Watchmaking as a profession has probably disappeared from our world, but in 1915 it was still a viable occupation and one that required surgeon-like precision and the obvious use of one’s fingers.
The young doctor was moved by pity and hurried after the senior surgeon to plead for the chance to save both the hand and the fingers. His appeal was not appreciated in a situation of limited resources of supplies and time – and after all this man was an enemy – but by persisting he won permission to try to save all of the hand. After much effort he did so.
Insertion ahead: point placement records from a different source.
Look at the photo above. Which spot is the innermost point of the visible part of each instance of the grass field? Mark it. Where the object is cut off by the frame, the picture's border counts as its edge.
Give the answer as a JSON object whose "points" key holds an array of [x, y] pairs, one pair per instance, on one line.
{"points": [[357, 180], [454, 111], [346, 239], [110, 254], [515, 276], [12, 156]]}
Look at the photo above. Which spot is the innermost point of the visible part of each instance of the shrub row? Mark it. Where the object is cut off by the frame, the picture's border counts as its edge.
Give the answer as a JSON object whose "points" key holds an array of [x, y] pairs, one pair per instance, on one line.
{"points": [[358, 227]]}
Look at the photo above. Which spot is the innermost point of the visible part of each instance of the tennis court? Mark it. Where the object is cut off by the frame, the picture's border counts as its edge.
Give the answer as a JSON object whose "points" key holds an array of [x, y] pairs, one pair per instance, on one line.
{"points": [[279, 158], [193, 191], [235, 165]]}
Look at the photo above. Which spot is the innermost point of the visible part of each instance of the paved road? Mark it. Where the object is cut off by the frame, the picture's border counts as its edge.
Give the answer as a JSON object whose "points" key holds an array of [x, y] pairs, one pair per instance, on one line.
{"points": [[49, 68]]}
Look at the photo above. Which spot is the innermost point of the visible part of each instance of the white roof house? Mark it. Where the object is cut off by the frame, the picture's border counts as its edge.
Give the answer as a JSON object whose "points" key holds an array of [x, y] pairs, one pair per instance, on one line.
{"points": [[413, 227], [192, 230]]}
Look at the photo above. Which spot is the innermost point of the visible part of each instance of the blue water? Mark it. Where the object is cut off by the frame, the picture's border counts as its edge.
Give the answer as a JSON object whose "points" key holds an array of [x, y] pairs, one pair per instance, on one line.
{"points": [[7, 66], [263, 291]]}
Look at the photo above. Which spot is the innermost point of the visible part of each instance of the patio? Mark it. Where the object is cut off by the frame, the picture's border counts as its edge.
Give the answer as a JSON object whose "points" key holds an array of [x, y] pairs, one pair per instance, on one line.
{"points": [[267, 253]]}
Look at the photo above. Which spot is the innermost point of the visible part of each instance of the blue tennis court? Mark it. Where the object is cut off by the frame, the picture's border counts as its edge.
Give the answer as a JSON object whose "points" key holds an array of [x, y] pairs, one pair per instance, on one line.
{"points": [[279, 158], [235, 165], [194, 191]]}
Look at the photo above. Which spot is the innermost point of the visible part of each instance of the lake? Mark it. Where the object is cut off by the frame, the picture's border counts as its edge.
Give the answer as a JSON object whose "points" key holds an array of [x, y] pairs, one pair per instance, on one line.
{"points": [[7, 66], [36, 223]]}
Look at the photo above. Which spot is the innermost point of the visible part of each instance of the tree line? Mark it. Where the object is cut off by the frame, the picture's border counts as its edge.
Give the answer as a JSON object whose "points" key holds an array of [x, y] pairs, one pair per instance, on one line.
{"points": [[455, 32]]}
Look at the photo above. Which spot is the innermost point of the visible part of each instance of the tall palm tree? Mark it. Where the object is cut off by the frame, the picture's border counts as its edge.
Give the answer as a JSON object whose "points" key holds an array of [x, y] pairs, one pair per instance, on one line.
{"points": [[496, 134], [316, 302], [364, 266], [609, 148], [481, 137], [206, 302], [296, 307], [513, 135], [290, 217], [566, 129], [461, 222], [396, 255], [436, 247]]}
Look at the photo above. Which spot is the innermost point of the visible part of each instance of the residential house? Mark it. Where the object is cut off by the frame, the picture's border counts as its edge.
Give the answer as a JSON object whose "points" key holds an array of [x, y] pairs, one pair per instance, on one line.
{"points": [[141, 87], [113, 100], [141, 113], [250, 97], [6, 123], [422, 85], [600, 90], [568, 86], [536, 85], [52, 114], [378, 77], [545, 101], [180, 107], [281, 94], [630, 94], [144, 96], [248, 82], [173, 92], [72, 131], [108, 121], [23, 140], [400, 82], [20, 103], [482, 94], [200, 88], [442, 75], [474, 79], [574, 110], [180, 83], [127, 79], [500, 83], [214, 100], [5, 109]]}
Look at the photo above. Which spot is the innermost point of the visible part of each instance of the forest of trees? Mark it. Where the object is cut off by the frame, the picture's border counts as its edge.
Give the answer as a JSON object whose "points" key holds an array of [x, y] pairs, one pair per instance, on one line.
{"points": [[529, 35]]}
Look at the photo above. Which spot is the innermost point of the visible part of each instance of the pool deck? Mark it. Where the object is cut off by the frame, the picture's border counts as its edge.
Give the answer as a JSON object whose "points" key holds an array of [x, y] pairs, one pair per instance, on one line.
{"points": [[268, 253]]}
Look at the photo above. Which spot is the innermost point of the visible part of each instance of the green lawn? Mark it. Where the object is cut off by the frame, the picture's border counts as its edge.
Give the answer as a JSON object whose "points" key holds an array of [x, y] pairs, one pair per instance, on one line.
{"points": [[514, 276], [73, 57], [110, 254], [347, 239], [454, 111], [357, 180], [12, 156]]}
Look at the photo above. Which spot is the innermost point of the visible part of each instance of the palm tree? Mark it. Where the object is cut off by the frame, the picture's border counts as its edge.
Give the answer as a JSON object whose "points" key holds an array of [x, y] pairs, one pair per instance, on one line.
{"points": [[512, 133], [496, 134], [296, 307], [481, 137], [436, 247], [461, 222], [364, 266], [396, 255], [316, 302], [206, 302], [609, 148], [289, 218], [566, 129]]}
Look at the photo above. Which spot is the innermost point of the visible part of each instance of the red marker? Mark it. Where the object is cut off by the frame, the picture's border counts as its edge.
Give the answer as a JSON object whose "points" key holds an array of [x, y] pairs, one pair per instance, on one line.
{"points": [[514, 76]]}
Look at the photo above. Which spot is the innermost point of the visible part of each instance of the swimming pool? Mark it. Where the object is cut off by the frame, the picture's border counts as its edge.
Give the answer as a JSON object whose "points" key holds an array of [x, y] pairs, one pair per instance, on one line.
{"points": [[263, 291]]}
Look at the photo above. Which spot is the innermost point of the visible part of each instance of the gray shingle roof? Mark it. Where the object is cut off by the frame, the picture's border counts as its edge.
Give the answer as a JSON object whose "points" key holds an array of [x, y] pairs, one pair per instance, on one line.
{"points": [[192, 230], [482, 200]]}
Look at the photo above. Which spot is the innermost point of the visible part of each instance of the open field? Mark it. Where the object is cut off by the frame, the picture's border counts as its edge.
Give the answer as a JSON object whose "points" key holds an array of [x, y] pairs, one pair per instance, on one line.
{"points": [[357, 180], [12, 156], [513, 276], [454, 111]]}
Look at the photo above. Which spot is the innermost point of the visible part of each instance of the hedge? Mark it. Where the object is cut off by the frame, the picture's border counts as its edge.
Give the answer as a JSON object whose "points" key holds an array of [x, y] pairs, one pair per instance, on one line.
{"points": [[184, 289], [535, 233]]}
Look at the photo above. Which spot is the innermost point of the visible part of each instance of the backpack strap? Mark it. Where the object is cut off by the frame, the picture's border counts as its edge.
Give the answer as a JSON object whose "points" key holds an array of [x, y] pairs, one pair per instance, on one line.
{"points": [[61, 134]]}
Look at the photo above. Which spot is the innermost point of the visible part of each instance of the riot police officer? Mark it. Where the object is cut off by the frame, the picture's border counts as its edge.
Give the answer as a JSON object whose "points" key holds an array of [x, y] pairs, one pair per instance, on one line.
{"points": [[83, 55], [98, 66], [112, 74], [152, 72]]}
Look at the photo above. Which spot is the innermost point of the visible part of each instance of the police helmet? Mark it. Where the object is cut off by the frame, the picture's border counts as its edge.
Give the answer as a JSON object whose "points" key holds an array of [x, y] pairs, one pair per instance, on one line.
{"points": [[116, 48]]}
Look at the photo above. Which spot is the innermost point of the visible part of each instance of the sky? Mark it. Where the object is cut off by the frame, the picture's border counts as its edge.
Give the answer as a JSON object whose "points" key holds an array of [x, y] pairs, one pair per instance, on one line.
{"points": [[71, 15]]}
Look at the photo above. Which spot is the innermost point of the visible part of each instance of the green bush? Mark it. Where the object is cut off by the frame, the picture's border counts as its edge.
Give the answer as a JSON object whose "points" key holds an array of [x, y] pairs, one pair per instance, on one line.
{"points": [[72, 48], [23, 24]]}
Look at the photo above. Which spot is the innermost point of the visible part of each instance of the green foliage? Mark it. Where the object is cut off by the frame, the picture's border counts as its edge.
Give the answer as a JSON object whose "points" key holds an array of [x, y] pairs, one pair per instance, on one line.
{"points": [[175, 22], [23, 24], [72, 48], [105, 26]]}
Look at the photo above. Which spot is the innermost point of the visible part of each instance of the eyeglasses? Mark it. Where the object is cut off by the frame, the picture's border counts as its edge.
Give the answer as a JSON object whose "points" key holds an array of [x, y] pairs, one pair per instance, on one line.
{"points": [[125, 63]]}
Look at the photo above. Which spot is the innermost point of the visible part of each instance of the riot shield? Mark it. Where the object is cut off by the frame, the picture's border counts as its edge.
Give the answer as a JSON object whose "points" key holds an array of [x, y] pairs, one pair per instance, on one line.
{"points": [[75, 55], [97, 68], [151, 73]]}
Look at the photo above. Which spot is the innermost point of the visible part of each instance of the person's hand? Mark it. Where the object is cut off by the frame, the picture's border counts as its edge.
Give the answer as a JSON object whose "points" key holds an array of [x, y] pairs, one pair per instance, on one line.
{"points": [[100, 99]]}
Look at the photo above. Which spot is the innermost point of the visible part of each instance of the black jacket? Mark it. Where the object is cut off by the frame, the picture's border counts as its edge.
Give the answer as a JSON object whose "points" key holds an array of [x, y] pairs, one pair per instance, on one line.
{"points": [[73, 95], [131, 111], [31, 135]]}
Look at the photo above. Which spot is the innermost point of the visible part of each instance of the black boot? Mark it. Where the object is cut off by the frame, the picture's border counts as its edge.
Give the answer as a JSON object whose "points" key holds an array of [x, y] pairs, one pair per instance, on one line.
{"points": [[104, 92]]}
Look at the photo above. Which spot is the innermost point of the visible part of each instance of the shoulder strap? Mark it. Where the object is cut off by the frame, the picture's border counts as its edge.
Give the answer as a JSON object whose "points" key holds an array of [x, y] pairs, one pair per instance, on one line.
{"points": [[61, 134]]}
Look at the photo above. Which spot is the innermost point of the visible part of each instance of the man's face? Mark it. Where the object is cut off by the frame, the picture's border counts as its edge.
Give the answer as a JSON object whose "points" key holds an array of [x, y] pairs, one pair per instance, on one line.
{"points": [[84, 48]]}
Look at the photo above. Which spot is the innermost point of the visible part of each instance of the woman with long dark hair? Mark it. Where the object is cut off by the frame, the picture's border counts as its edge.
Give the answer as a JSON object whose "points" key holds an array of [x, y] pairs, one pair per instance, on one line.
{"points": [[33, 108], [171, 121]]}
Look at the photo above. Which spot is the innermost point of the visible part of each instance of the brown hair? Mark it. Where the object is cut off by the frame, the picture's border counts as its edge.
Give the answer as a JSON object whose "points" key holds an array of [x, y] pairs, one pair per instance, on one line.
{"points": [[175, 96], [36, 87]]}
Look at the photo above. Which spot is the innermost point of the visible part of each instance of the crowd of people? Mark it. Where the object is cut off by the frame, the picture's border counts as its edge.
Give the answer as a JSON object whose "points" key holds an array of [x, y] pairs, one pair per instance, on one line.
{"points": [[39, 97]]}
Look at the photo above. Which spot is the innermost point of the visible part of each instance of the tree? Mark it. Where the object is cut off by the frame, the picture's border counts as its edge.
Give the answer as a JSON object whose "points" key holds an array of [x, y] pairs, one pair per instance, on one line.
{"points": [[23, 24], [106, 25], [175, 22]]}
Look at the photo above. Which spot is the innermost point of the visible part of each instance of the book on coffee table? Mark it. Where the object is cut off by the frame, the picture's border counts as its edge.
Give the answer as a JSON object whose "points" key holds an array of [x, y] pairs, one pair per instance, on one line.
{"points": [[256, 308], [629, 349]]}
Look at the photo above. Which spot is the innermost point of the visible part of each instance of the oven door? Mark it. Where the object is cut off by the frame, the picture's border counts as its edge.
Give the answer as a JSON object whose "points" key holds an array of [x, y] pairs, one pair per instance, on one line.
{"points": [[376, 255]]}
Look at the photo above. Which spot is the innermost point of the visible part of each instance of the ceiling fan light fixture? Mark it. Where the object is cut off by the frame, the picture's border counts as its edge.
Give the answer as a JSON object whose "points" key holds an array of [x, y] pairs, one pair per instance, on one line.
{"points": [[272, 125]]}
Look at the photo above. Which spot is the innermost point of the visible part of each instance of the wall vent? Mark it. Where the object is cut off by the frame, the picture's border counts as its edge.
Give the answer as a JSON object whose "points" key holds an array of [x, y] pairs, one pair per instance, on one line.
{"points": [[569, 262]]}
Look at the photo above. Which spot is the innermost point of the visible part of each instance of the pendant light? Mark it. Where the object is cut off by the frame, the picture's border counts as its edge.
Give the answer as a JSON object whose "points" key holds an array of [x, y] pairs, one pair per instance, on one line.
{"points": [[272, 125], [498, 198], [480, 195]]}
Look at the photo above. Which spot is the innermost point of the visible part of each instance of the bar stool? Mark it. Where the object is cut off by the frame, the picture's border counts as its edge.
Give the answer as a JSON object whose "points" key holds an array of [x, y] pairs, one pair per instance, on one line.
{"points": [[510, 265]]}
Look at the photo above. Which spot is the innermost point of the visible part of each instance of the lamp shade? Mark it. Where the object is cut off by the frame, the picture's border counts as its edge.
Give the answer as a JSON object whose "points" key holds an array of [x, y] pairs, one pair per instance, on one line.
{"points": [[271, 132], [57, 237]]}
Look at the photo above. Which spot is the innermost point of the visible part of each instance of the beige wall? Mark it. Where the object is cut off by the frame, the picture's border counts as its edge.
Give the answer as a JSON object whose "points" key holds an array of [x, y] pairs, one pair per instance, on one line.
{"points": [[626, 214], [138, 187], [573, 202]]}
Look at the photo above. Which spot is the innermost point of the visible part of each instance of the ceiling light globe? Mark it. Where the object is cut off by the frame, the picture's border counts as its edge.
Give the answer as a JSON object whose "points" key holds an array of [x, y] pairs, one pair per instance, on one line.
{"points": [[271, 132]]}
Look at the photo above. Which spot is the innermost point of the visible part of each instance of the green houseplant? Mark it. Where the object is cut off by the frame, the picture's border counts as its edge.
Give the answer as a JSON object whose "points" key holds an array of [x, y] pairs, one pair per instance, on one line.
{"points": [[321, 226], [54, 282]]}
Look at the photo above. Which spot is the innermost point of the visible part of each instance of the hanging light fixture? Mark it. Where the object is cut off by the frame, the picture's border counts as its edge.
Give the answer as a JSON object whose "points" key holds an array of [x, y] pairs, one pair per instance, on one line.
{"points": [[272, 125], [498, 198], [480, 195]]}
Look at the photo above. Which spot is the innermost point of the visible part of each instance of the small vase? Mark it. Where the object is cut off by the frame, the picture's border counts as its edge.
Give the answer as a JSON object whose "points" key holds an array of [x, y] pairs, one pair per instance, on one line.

Perhaps not surprisingly, after the war the young doctor studied for priesthood and was ordained and ended his ecclesial life as a Bishop in the Anglican Church.
It often takes great courage to act against social expectations or one’s peer group or indeed the law itself.
One does not readily set aside any of the above, let alone all three at one time. Yet today we read of Jesus standing up to the letter of the law, the criticism of the Pharisees and the long standing traditions that surrounded the Sabbath.
But it is the statement of Jesus “… I desire mercy, not sacrifice…” that seems to give us the sound interpretive principle for understanding the motivations and perspective of Jesus. The disciples are innocent of any wrong doing – they are merely picking corn because they are hungry, yet there are those willing to ignore compassion and to condemn them for a minor infringement of the law.
The young doctor in the story above had understood this – he chose not to see an enemy, but a fellow traveller on life’s journey. He chose not to see a problem too difficult to deal with, but rather to see a need and a future life either ruined of saved by his actions. The young doctor understood the words of Jesus “What I desire is mercy”… (not a slavish adherence to the letter of the law, or to peer expectations or social conventions).
Let us make this principle of Jesus the one by which we judge, interpret and respond to situations of need and challenge. At times it will take some courage to do so, but we can act knowing that we follow the teaching and example of the Lord himself.
Fr. Denis Travers, C.P., is a member of Holy Spirit Province, Australia.